Netanyahu minimiza atrito com Trump e afirma que objetivo de desarmar Hezbollah é comum

Netanyahu. Fonte: World Economic Forum via Flickr.
Premiê israelense afirma que ele e Trump compartilham o objetivo de desarmar o Hezbollah e desmilitarizar o Líbano
O primeiro-ministro de Israel, Benjamin Netanyahu, minimizou nesta quarta-feira (3) a disputa com o presidente dos Estados Unidos, Donald Trump, afirmando que ambos compartilham o objetivo de desarmar o Hezbollah e desmilitarizar o Líbano.
A declaração foi feita em entrevista ao canal americano CNBC, em Jerusalém, após Trump confirmar publicamente que repreendeu o aliado israelense durante uma ligação telefônica.
Trump havia revelado ao jornal New York Post que ficou "um pouco aborrecido" com Netanyahu por "ficar constantemente brigando com o Líbano".
O presidente americano confirmou ter usado linguagem direta durante o telefonema de segunda-feira, respondendo "sim" quando questionado se teria dito ao premiê israelense: "Você está louco para caralho? O que diabos você está fazendo? Eu ajudei você a ficar fora da prisão".
Diante das declarações de Trump, Netanyahu optou por não detalhar o conteúdo da conversa e buscou reafirmar a solidez da relação entre os dois líderes.

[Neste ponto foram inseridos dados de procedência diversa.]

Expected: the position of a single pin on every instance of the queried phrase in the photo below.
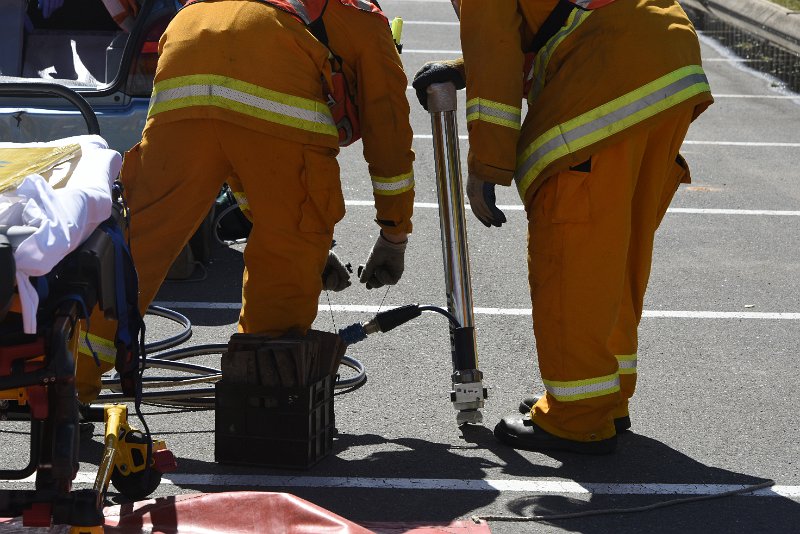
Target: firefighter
(611, 88)
(242, 93)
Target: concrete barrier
(762, 18)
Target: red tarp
(245, 512)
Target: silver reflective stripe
(539, 66)
(188, 91)
(608, 119)
(480, 109)
(366, 6)
(393, 185)
(582, 389)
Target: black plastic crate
(273, 427)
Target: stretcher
(61, 255)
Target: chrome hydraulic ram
(468, 393)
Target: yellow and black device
(125, 455)
(397, 33)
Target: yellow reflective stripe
(104, 348)
(493, 112)
(539, 67)
(393, 185)
(607, 120)
(242, 97)
(582, 389)
(627, 364)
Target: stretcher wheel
(136, 486)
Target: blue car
(81, 47)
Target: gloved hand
(336, 275)
(482, 200)
(385, 264)
(130, 6)
(47, 7)
(451, 70)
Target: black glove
(438, 72)
(482, 200)
(385, 264)
(336, 275)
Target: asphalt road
(716, 407)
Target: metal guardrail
(759, 53)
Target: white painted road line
(358, 308)
(769, 97)
(540, 487)
(717, 143)
(698, 211)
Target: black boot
(520, 432)
(621, 424)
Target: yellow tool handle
(397, 30)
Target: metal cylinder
(442, 107)
(468, 391)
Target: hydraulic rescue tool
(468, 393)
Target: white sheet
(64, 217)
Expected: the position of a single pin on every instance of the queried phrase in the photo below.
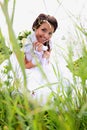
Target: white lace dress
(39, 78)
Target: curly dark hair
(41, 19)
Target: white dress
(39, 79)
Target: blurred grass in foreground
(65, 110)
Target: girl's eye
(50, 33)
(44, 30)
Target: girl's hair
(42, 18)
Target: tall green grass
(65, 110)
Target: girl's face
(44, 32)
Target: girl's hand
(38, 46)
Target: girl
(37, 50)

"Se quisermos salvar o Líbano, se quisermos alcançar a paz entre o Líbano e Israel, como eu quero, devemos desarmar o Hezbollah e desmilitarizar o Líbano", declarou o premiê.
"É um objetivo que o presidente e eu compartilhamos, e é o que devemos fazer", acrescentou.

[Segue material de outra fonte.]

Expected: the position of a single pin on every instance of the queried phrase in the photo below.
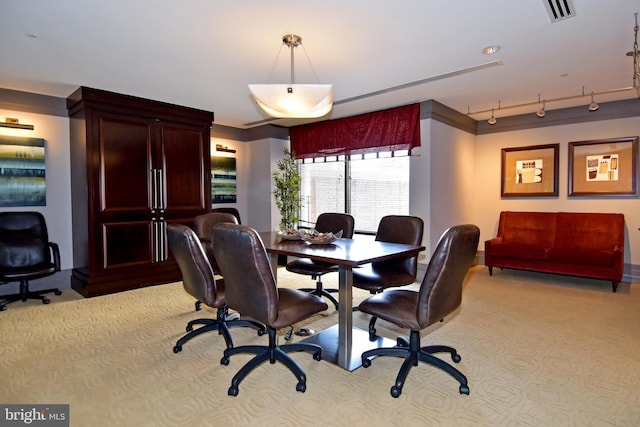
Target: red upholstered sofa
(571, 243)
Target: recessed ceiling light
(490, 50)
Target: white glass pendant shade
(293, 100)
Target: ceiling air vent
(559, 9)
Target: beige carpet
(539, 350)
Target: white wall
(487, 177)
(455, 178)
(262, 156)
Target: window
(367, 186)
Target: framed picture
(223, 179)
(606, 167)
(530, 171)
(22, 172)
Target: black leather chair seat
(311, 268)
(440, 293)
(26, 254)
(376, 278)
(397, 307)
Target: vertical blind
(387, 130)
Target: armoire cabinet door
(124, 226)
(184, 165)
(136, 164)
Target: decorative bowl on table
(314, 237)
(289, 234)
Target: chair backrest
(334, 222)
(202, 224)
(400, 229)
(249, 282)
(197, 275)
(23, 240)
(232, 211)
(441, 288)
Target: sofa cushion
(535, 229)
(514, 250)
(580, 256)
(598, 232)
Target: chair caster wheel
(396, 391)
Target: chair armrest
(495, 240)
(55, 254)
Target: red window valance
(387, 130)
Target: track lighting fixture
(593, 106)
(492, 120)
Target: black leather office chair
(326, 222)
(378, 276)
(252, 290)
(200, 282)
(26, 254)
(440, 294)
(203, 224)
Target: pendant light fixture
(593, 106)
(541, 112)
(293, 100)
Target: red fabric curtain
(387, 130)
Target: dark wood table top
(349, 252)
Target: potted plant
(287, 181)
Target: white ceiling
(203, 53)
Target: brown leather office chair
(203, 224)
(200, 282)
(440, 294)
(26, 254)
(326, 222)
(252, 290)
(378, 276)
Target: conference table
(343, 343)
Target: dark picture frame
(605, 167)
(223, 180)
(22, 171)
(530, 171)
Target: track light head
(492, 120)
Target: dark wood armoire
(136, 165)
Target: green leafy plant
(287, 181)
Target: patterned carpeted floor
(539, 350)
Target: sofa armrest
(495, 240)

O primeiro-ministro israelense reconheceu a existência de divergências, mas as classificou como táticas e passageiras.
"Concordamos em muitas coisas", observou Netanyahu.

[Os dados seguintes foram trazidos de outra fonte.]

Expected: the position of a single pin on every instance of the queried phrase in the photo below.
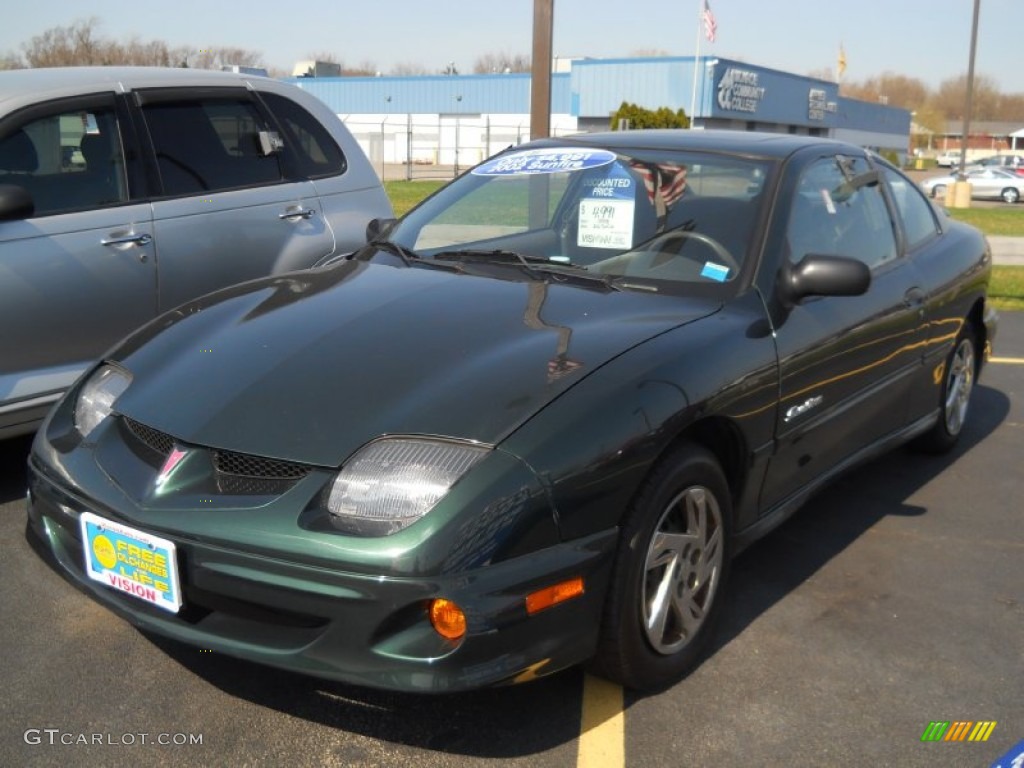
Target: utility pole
(540, 98)
(962, 189)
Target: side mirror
(15, 203)
(379, 227)
(822, 275)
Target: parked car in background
(528, 425)
(986, 183)
(125, 192)
(1013, 163)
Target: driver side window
(835, 215)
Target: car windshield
(639, 219)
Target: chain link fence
(409, 146)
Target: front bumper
(366, 629)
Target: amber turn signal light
(448, 619)
(553, 595)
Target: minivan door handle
(124, 240)
(294, 213)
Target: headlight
(389, 484)
(96, 398)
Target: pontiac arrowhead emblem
(172, 461)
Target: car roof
(28, 86)
(738, 142)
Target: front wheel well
(724, 440)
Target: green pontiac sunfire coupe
(527, 425)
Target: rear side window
(915, 212)
(209, 144)
(314, 150)
(68, 158)
(833, 214)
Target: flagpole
(696, 61)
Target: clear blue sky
(926, 39)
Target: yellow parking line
(602, 733)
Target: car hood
(310, 366)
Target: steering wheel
(658, 243)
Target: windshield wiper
(497, 255)
(407, 255)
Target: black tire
(954, 398)
(675, 540)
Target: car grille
(235, 473)
(159, 442)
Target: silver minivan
(125, 192)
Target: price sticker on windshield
(605, 223)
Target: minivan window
(68, 159)
(314, 150)
(208, 144)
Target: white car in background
(986, 183)
(125, 192)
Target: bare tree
(497, 62)
(951, 97)
(11, 61)
(66, 46)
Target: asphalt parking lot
(895, 598)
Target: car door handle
(914, 297)
(298, 212)
(124, 242)
(138, 240)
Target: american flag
(665, 182)
(710, 26)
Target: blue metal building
(462, 119)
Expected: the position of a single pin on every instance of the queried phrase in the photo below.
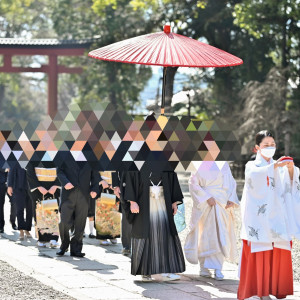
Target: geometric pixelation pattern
(109, 139)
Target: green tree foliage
(277, 21)
(102, 81)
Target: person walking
(270, 218)
(211, 238)
(78, 182)
(18, 190)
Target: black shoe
(77, 254)
(60, 252)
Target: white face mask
(268, 152)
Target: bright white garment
(211, 237)
(269, 205)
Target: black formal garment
(137, 189)
(75, 202)
(17, 179)
(126, 227)
(3, 188)
(3, 176)
(156, 247)
(36, 176)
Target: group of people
(270, 208)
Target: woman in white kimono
(270, 205)
(211, 238)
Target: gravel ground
(17, 286)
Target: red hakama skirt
(265, 273)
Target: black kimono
(35, 180)
(17, 179)
(156, 247)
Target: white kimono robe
(270, 205)
(211, 238)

"Há divergências táticas; sempre encontramos uma forma de resolvê-las, e fazemos isso como grandes amigos: podemos discordar de manhã e, à tarde, empreender uma ação conjunta", disse.
Ao ser questionado diretamente se sua relação com Trump havia mudado, Netanyahu foi categórico: "Não".
O premiê reforçou que o relacionamento entre os dois se mantém sólido e baseado no respeito mútuo.
"Ele me respeita, eu o respeito, sempre encontramos uma forma de resolver nossas diferenças", afirmou, classificando o republicano como "o melhor amigo que Israel já teve na Casa Branca".
Do lado americano, Trump também reafirmou ter um "relacionamento muito bom" com o primeiro-ministro israelense, apesar da troca de palavras durante o telefonema.
A declaração de "Eu disse: Bibi, temos que parar com isso", utilizando o apelido de Netanyahu, evidenciou o tom direto adotado pelo presidente americano na conversa.